Every day, for two years straight, I made the drive from my hometown Hillsborough, New Jersey, to New Brunswick, New Jersey. The drive (5:30 every morning, for rowing practice) wasn’t particularly exhausting. But it was just long enough to give me a deep feeling of satisfaction in that I was a commuting, working, student-athlete grinding to get my bachelor’s degree. Even more satisfying was that I was somehow, if only for a couple of hours a day, beginning to get away from my hometown.
And yet, the truth is, while Hillsborough did not feel like my home at the time, it was always a home to me because I am white. There was nothing about my circumstances and experiences as a closeted queer that automatically absolved me from perpetuating racism. I didn’t even know it growing up, but in the 1920s, my hometown was surrounded on townships lines by Klaverns of The Ku Klux Klan.
I don’t believe I’m the first person from my town to see the New York Times articles nor the “Scarlet and Black” Rutgers database dedicated to the KKK’s presence in Somerset County. But what I do believe is that even if Hillsborough did not house a single member from the KKK, the town has a shameful, secret history of being a bystander to gatherings of hate – a history that I feel remains relevant to how the town operates even now.
For two years, I’d make my commute, never realizing the seemingly insignificant street names and landmarks I passed held the answers to the contradictions that had challenged my adolescence. Questions such as, why did high schools like Franklin High School have metal detectors before entering, but Hillsborough, 15 minutes away, did not? Questions that my Black peers inevitably found the answers to long before I ever even felt the need to do the research behind the history of my own prejudice.
The first irrefutable signs of the KKK’s presence in Somerset County date back to the Klan’s purchase of Alma White College in the community of Zarephath, which borders Hillsborough. On October 31, 1923, Harvard’s daily student newspaper, The Crimson published an article titled Klan Buys College Close To Princeton.
Bishop Alma White, the college’s president and head of the Pillar of Fire Church, intended to carry out “plans to stimulate intellectual interest in the work of the Klan among the undergraduates and to instill in them the principles of the Klan.” Meaning that as the KKK acquired the college, the Klan also gained White’s followers within the Church based in Zarephath, NJ. The Church itself is recounted as beginning in 1906 with this photo-documented by the Franklin Township Library.
The description of the photo states that “The Pillar of Fire (previously, The Pentecostal Union) Church, led by Alma White, settled in Weston in 1906 and renamed their community Zarephath. White was given the land by Caroline Van Neste Field Garretson, widow of Peter Workman Garretson.” So, the Pillar of Fire Church was given the opportunity to settle and grow for 17 years before handing its members over to the Klan. The growth of The Pillar of Fire is seen through the establishment of the Zarephath Bible Institute (ZBI) in 1906. Then came a steady climb toward the New Jersey State Department of Education, granting it the legal credibility of a university under the name of Alma White College in 1921.

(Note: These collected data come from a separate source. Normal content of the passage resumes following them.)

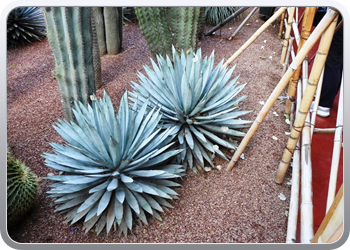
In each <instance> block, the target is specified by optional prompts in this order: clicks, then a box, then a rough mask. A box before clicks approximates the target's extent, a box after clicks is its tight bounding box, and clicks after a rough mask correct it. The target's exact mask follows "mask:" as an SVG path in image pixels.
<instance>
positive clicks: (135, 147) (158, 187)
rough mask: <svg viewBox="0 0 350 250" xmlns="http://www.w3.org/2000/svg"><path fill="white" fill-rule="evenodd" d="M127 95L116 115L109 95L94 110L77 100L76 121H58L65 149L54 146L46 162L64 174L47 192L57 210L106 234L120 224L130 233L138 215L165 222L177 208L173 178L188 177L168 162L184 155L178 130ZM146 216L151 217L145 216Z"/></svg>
mask: <svg viewBox="0 0 350 250" xmlns="http://www.w3.org/2000/svg"><path fill="white" fill-rule="evenodd" d="M137 105H138V104H137V101H136V102H135V104H134V105H133V107H132V108H131V109H130V108H129V104H128V98H127V92H125V93H124V95H123V98H122V100H121V104H120V107H119V111H118V114H117V116H116V115H115V113H114V109H113V105H112V102H111V100H110V97H109V96H108V95H107V93H104V97H103V99H101V100H97V99H96V97H95V98H93V101H92V107H91V106H90V105H88V107H87V108H86V107H85V106H84V105H83V104H81V103H77V102H75V108H74V115H75V117H76V123H74V122H72V121H71V122H68V121H63V120H59V122H57V123H56V125H55V126H54V128H55V129H56V131H57V132H58V133H59V134H60V135H61V136H62V137H63V138H64V139H65V140H66V142H67V143H66V145H60V144H57V143H51V145H52V147H53V150H54V153H55V154H49V153H45V154H44V155H43V156H44V158H45V159H46V160H45V164H46V165H47V166H48V167H50V168H53V169H55V170H57V171H62V172H63V173H64V174H62V175H53V176H48V177H46V179H48V180H52V181H55V182H54V184H52V185H51V190H50V191H48V193H49V194H50V196H51V197H54V198H55V203H56V204H57V205H59V206H58V207H57V209H56V211H62V212H65V213H66V215H67V221H72V222H71V223H72V224H73V223H75V222H77V221H79V220H80V219H81V218H83V217H84V218H85V219H84V229H85V230H86V232H88V231H89V230H90V229H91V228H92V227H93V226H94V225H95V224H96V231H97V233H100V232H101V230H102V229H103V228H104V227H105V226H106V229H107V233H108V232H109V231H110V229H111V227H112V226H113V225H114V226H116V224H117V225H118V228H119V229H120V230H121V232H123V233H124V234H125V235H126V234H127V232H128V229H130V230H131V229H132V226H133V217H136V218H139V219H140V220H141V221H142V222H144V223H145V224H147V217H146V214H150V215H153V216H154V217H156V218H157V219H160V220H161V217H160V214H159V212H162V211H163V208H164V207H172V206H171V204H170V203H169V202H168V201H167V200H171V199H176V198H177V193H176V192H175V191H174V190H173V188H174V187H178V186H180V184H178V183H177V182H175V181H174V178H177V177H181V176H183V174H184V169H183V166H181V165H176V164H170V163H169V162H168V160H169V159H170V158H172V157H173V156H175V155H177V154H178V153H180V152H181V150H179V149H171V147H172V145H173V144H174V143H173V142H171V141H172V139H173V136H172V132H173V130H174V129H167V130H164V129H161V128H158V123H159V121H160V119H161V114H160V110H159V109H156V108H154V109H153V110H151V111H149V112H148V111H147V113H146V109H147V105H148V102H147V101H145V102H144V104H142V106H141V108H140V109H139V111H138V112H136V111H135V108H136V106H137ZM146 212H147V213H146Z"/></svg>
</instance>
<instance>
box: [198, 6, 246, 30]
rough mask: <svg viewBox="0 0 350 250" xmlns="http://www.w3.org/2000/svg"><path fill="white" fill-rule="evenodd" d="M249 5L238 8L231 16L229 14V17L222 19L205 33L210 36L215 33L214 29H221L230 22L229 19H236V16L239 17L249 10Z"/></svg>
mask: <svg viewBox="0 0 350 250" xmlns="http://www.w3.org/2000/svg"><path fill="white" fill-rule="evenodd" d="M248 8H249V7H241V8H240V9H239V10H237V11H236V12H235V13H233V14H232V15H231V16H229V17H228V18H226V19H225V20H224V21H222V22H221V23H219V24H218V25H216V26H215V27H214V28H212V29H211V30H209V31H208V32H206V33H204V35H205V36H210V35H212V34H213V32H214V31H216V30H218V29H220V28H221V27H223V26H224V25H225V24H226V23H228V22H229V21H231V20H232V19H234V18H235V17H237V16H238V15H239V14H241V13H242V12H244V11H245V10H247V9H248Z"/></svg>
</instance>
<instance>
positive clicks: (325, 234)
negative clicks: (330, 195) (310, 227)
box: [311, 184, 344, 243]
mask: <svg viewBox="0 0 350 250" xmlns="http://www.w3.org/2000/svg"><path fill="white" fill-rule="evenodd" d="M343 221H344V196H343V184H342V185H341V187H340V189H339V191H338V193H337V195H336V197H335V198H334V201H333V203H332V205H331V207H330V208H329V210H328V211H327V213H326V216H325V217H324V219H323V220H322V223H321V225H320V227H319V228H318V230H317V232H316V234H315V236H314V237H313V239H312V242H311V243H332V242H335V241H336V240H338V239H339V238H340V236H341V235H342V232H343Z"/></svg>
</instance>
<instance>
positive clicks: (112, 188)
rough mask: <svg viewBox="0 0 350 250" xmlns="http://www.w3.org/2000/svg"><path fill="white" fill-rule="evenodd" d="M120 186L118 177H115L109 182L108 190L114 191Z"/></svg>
mask: <svg viewBox="0 0 350 250" xmlns="http://www.w3.org/2000/svg"><path fill="white" fill-rule="evenodd" d="M117 187H118V179H117V178H113V179H112V181H111V182H110V183H109V184H108V186H107V190H108V191H112V190H115V189H116V188H117Z"/></svg>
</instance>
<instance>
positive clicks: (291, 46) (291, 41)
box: [282, 37, 294, 76]
mask: <svg viewBox="0 0 350 250" xmlns="http://www.w3.org/2000/svg"><path fill="white" fill-rule="evenodd" d="M293 41H294V37H291V38H290V39H289V45H288V50H287V55H286V59H285V60H284V63H283V69H282V76H283V75H284V73H285V72H286V69H287V66H288V64H289V63H288V62H289V56H290V54H291V50H292V46H293Z"/></svg>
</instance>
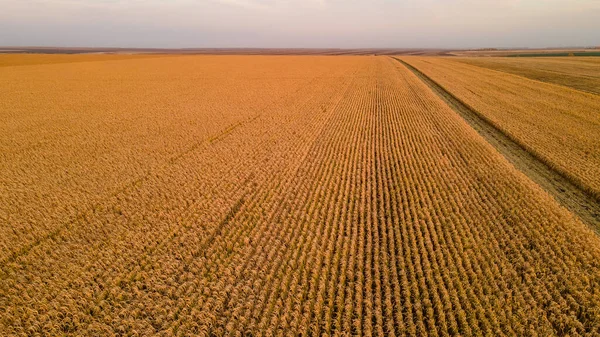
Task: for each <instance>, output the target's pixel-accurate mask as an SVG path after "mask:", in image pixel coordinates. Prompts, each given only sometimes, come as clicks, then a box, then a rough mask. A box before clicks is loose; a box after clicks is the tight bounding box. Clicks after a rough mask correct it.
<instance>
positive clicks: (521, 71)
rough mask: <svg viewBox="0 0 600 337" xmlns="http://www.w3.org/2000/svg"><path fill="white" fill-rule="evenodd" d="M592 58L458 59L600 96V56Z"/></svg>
mask: <svg viewBox="0 0 600 337" xmlns="http://www.w3.org/2000/svg"><path fill="white" fill-rule="evenodd" d="M595 59H596V61H595V62H594V59H589V58H578V57H569V58H506V57H485V58H478V57H467V58H454V59H453V60H455V61H459V62H462V63H466V64H470V65H474V66H478V67H482V68H488V69H492V70H497V71H502V72H506V73H511V74H515V75H519V76H523V77H527V78H530V79H533V80H538V81H542V82H548V83H554V84H558V85H562V86H567V87H570V88H573V89H576V90H581V91H585V92H589V93H594V94H600V62H599V61H600V57H599V58H595Z"/></svg>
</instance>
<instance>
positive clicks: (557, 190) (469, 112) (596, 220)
mask: <svg viewBox="0 0 600 337" xmlns="http://www.w3.org/2000/svg"><path fill="white" fill-rule="evenodd" d="M394 59H395V60H396V61H398V62H400V63H402V64H403V65H404V66H405V67H407V68H408V69H409V70H410V71H411V72H412V73H413V74H415V75H416V76H417V77H418V78H419V79H421V81H423V82H424V83H425V84H426V85H427V86H428V87H429V88H430V89H431V90H432V91H433V92H434V93H435V94H436V95H438V96H439V97H440V98H441V99H442V100H443V101H444V102H446V104H447V105H448V106H449V107H450V108H451V109H452V110H454V111H455V112H456V113H458V114H459V115H460V116H461V117H462V118H463V119H464V120H465V121H466V122H467V123H468V124H469V125H470V126H471V127H472V128H473V129H475V131H477V132H478V133H479V134H480V135H481V136H482V137H483V138H484V139H485V140H486V141H487V142H488V143H490V144H491V145H492V146H493V147H494V148H496V149H497V150H498V152H500V154H502V156H504V157H505V158H506V159H507V160H508V161H509V162H510V163H511V164H513V165H514V166H515V167H516V168H517V169H518V170H520V171H521V172H523V173H524V174H525V175H526V176H527V177H529V178H530V179H531V180H533V181H534V182H535V183H536V184H538V185H539V186H540V187H541V188H542V189H544V190H545V191H546V192H547V193H549V194H550V195H551V196H552V197H553V198H554V199H555V200H556V201H557V202H559V203H560V204H561V205H562V206H564V207H565V208H567V209H568V210H570V211H571V212H573V213H574V214H575V215H577V216H578V217H579V218H580V219H581V220H582V221H583V222H584V223H585V224H586V225H588V226H589V227H590V228H592V229H593V230H594V231H595V232H596V233H598V234H600V202H599V200H598V199H596V198H595V197H594V196H593V195H591V194H590V193H588V192H586V191H585V190H584V189H582V188H581V187H579V186H577V185H576V184H575V183H573V182H572V181H571V180H570V179H569V178H568V177H566V176H564V175H563V174H562V173H560V172H558V171H556V170H555V169H553V168H552V167H550V166H549V165H547V164H546V163H544V161H543V160H542V159H540V158H538V157H537V156H535V155H534V154H532V153H531V152H529V151H528V150H527V149H526V148H525V147H523V146H522V145H521V144H519V143H518V142H516V141H515V140H513V139H512V138H511V137H510V136H508V135H507V134H505V133H504V132H503V131H502V130H500V129H499V128H497V127H496V126H494V125H493V124H492V123H491V122H489V121H488V120H487V119H486V118H485V117H484V116H482V115H481V114H480V113H479V112H477V111H476V110H474V109H472V108H471V107H469V106H468V105H466V104H465V103H463V102H462V101H461V100H460V99H459V98H457V97H456V96H454V95H453V94H451V93H450V92H448V91H447V90H446V89H444V88H443V87H442V86H441V85H439V84H438V83H437V82H435V81H434V80H432V79H431V78H429V77H428V76H427V75H425V74H424V73H422V72H421V71H420V70H419V69H417V68H415V67H413V66H412V65H410V64H408V63H406V62H404V61H402V60H400V59H398V58H394Z"/></svg>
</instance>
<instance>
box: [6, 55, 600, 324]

In The Widow of Zarephath: A Church in the Making, Gertrude Melten Wolfram narrates her life as a member of early Zarephath. Her account of ZBI states that the first summer of 1906 in Zarephath, the area held fifty members. By September 1912, ZBI had opened a school with fifty enrolled students, five of whom were ready for high school. So, they grew their numbers quickly. To understand how much Zarephath developed before being purchased is to understand just how much the Pillar of Fire Church and Alma White expanded, disseminated, and legitimized the Klan.